Nicole Jacobs: The question was about the impact of the coronavirus and what we might learn in relation to the Bill. I will answer briefly, but I think if it has taught us anything, it is about the prevalence of domestic abuse and the need for services. That goes exactly to our argument on broadening the statutory duty. At national helplines, we have seen increases across the board—for male victims, female victims, lesbian, gay, bisexual and transgender victims, and people who are concerned about their own behaviour. It shows the need for those services—that is where people go to for help, support and advice—and it strengthens our view about the need for the statutory duty. It has certainly, in my mind, shown the need for cross-governmental and much clearer action, planning and strategy. I will do my part and will make sure I play my role in that too. I would have been able to function more easily in the last weeks if there had been that kind of framework and the expectation on Departments.

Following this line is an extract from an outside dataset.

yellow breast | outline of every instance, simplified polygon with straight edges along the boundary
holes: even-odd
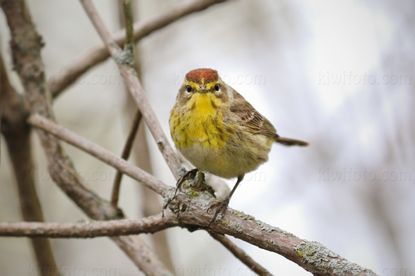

Q One of the things I was very glad happened in the Joint Committee was the recognition of the fact that there is different legislation in Wales. There are also different third-sector organisations and a different arrangement with local authorities. There have been initial steps in your work in relation to the Welsh Government. You have been talking about cross-Government working. How do you see that developing in future? We have this divergence between England and Wales, and yet your role is equally important across both countries. How do you ensure that you are getting a voice back from Wales, to influence you at the heart of what you do?
Nicole Jacobs: To date, there has probably been more influence from Wales for me. I mentioned that Monday call. Welsh Women’s Aid sits on that call and an official from the Welsh Government sits on that call every Monday. They influence what comes out of that call, in what is given in the read-out, which goes to a number of stakeholders. It has helped us develop the obvious areas where we will need to work together—for example, thinking about funding through police and crime commissioners most recently and about what the picture is for Wales and what is happening there. I can see more than ever before where the synergies are. What is yet to be formalised in my mind is the areas where there could be more overlap, potentially, in thinking about mapping—things that, with agreement, it would make more sense to do together rather than separately on issues that are devolved. The working relationship is off to a good start, but I can see a real need for further development as well.